The quest for creating a captivating and memorable movie has captivated filmmakers and audiences alike for decades. The question of what makes a good movie remains a perpetual mystery, with numerous factors contributing to the overall cinematic experience. From the director’s vision and the harmonious blend of music to the chosen genre, the elements at play are diverse and interconnected. In this analysis, however, we embark on a focused exploration, focusing on a particular aspect of the cinematic universe: the actors. Looking into the three main characters of a movie allows us to conduct a different analysis, perhaps closer to reality than examining all the characters. Take “James Bond,” for example, while there are plenty of side characters they tend to stay in the background. Analyzing all characters might give us features that differ from the true spirit of the movie. Focusing on the main characters is like peeling back the layers to reveal what the movie’s all about.

As we dive into the vast realm of film ratings, our inquiry takes shape around a pivotal question: Is there a pattern that distinguishes main actors in well-rated movies from those in poorly-rated ones? In simpler terms, do viewers exhibit a preference for certain types of main actors, and can we uncover a correlation between an actor’s presence and the overall success of a film?

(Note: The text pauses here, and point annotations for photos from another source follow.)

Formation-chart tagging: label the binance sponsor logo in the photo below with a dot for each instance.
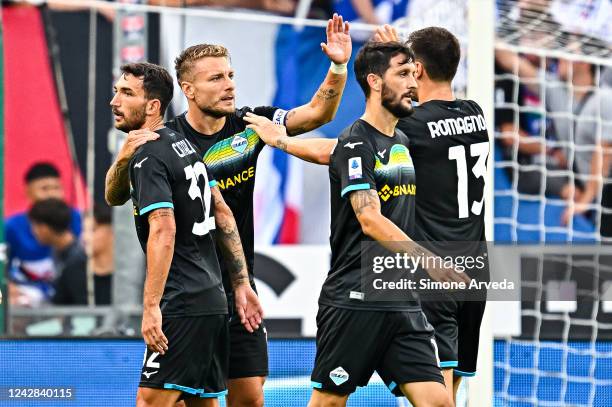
(236, 179)
(387, 192)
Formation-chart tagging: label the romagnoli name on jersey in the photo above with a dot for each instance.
(387, 192)
(456, 126)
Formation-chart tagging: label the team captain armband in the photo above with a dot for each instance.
(280, 117)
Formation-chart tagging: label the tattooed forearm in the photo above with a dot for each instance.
(160, 213)
(327, 94)
(360, 200)
(160, 249)
(117, 184)
(281, 143)
(228, 238)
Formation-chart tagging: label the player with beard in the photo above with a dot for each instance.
(230, 151)
(371, 158)
(446, 135)
(449, 144)
(184, 321)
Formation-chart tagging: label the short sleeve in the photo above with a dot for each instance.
(212, 182)
(275, 114)
(150, 180)
(354, 160)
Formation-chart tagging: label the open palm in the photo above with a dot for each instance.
(339, 46)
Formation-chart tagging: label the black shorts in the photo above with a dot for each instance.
(248, 351)
(196, 361)
(457, 326)
(352, 344)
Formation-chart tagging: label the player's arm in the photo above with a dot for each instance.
(227, 237)
(324, 104)
(117, 184)
(374, 224)
(314, 150)
(160, 249)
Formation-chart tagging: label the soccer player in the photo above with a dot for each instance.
(370, 159)
(176, 207)
(230, 151)
(449, 144)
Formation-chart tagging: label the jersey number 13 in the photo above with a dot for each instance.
(457, 153)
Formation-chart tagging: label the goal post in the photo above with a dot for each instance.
(480, 80)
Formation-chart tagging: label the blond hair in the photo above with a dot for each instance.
(185, 61)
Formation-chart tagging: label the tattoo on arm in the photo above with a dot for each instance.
(281, 143)
(228, 239)
(327, 94)
(117, 184)
(360, 200)
(160, 213)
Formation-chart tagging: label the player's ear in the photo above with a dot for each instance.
(419, 71)
(188, 90)
(375, 82)
(153, 107)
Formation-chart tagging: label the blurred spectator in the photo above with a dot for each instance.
(581, 114)
(98, 242)
(31, 269)
(522, 132)
(373, 12)
(51, 225)
(275, 6)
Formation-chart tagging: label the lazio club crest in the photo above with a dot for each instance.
(239, 144)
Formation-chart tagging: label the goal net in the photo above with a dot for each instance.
(553, 123)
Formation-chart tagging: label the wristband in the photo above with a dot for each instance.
(338, 69)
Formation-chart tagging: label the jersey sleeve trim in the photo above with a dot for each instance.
(184, 389)
(157, 205)
(355, 187)
(214, 395)
(464, 374)
(280, 117)
(449, 363)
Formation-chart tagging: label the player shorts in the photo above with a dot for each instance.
(196, 361)
(352, 344)
(457, 326)
(248, 355)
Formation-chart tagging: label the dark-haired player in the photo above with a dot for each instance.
(230, 151)
(179, 214)
(449, 144)
(357, 335)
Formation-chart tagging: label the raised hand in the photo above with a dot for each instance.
(269, 132)
(339, 46)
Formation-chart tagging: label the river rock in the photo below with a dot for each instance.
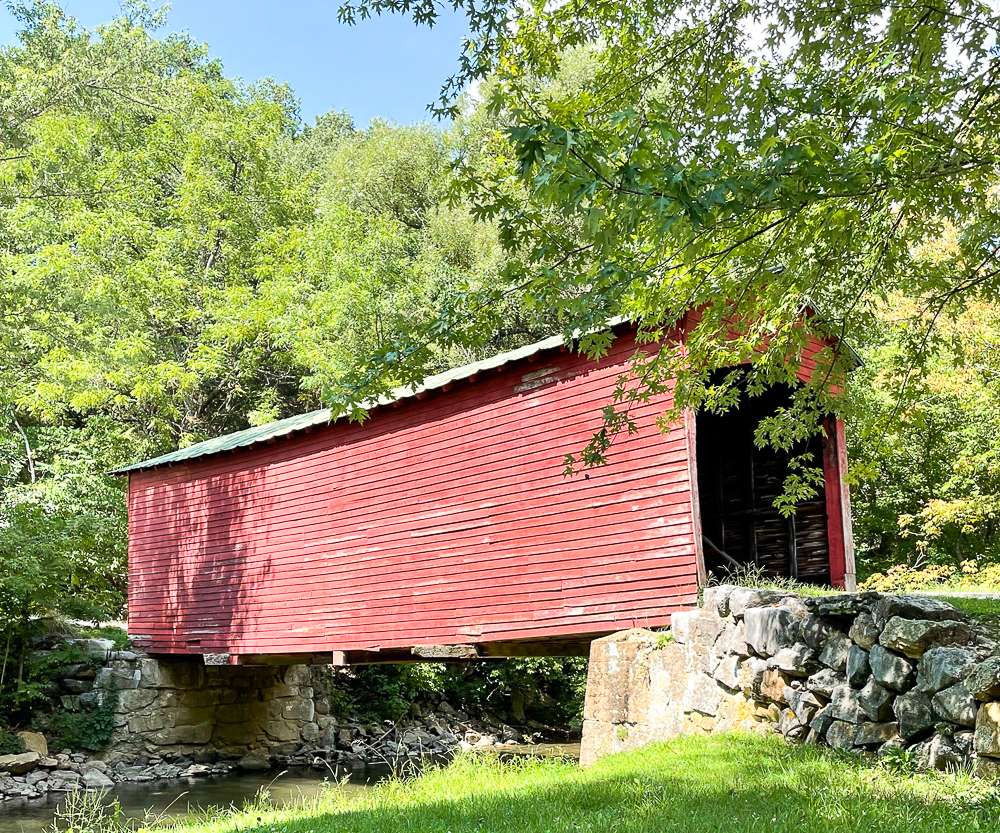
(875, 701)
(797, 660)
(914, 713)
(889, 669)
(942, 667)
(841, 735)
(858, 668)
(822, 721)
(956, 705)
(64, 780)
(728, 672)
(844, 605)
(875, 734)
(824, 681)
(769, 629)
(984, 680)
(913, 637)
(96, 780)
(844, 705)
(254, 762)
(836, 651)
(34, 742)
(803, 703)
(986, 740)
(19, 764)
(863, 631)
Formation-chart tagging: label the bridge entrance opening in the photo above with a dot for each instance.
(738, 482)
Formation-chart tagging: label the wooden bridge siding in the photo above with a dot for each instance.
(301, 546)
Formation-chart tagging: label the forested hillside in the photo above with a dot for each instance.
(180, 256)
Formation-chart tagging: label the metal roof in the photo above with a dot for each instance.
(264, 433)
(324, 416)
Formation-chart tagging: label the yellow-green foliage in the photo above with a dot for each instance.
(970, 576)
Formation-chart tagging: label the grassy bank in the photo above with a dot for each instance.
(736, 783)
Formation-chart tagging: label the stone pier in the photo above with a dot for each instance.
(856, 671)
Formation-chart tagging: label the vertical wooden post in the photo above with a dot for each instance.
(840, 533)
(691, 436)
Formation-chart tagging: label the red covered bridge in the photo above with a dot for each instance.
(444, 527)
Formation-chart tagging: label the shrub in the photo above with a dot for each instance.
(903, 578)
(88, 729)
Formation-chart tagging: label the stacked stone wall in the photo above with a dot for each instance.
(858, 671)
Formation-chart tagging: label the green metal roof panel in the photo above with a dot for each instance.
(263, 433)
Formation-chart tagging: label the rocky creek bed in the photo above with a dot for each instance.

To answer this question we will be looking at the following points:

Building our Dataset

While raw data is already gathered, it’s not yet ready for analysis due to potential imperfections, complexities, and missing values. The clarity and accuracy of our findings directly depend on the quality of our data - a classic case of “garbage in, garbage out”.

Data Sources

We used the Movie Summaries dataset provided by the course alongside the extensive IMDb dataset, which offers supplementary information on movies and actors. A pivotal element of our study was the Academy Awards Database. This comprehensive record details past Academy Award winners and nominees from 1927 to 2023.

Understanding our data

In our data preparation process, we streamlined the dataset for optimal analysis. The first step involved standardizing date formats to years only, fitting our analytical requirements. We then proceeded to remove unused features and titles from the IMDb database that were not classified as movies. Duplication was another area we addressed, ensuring the uniqueness of our dataset.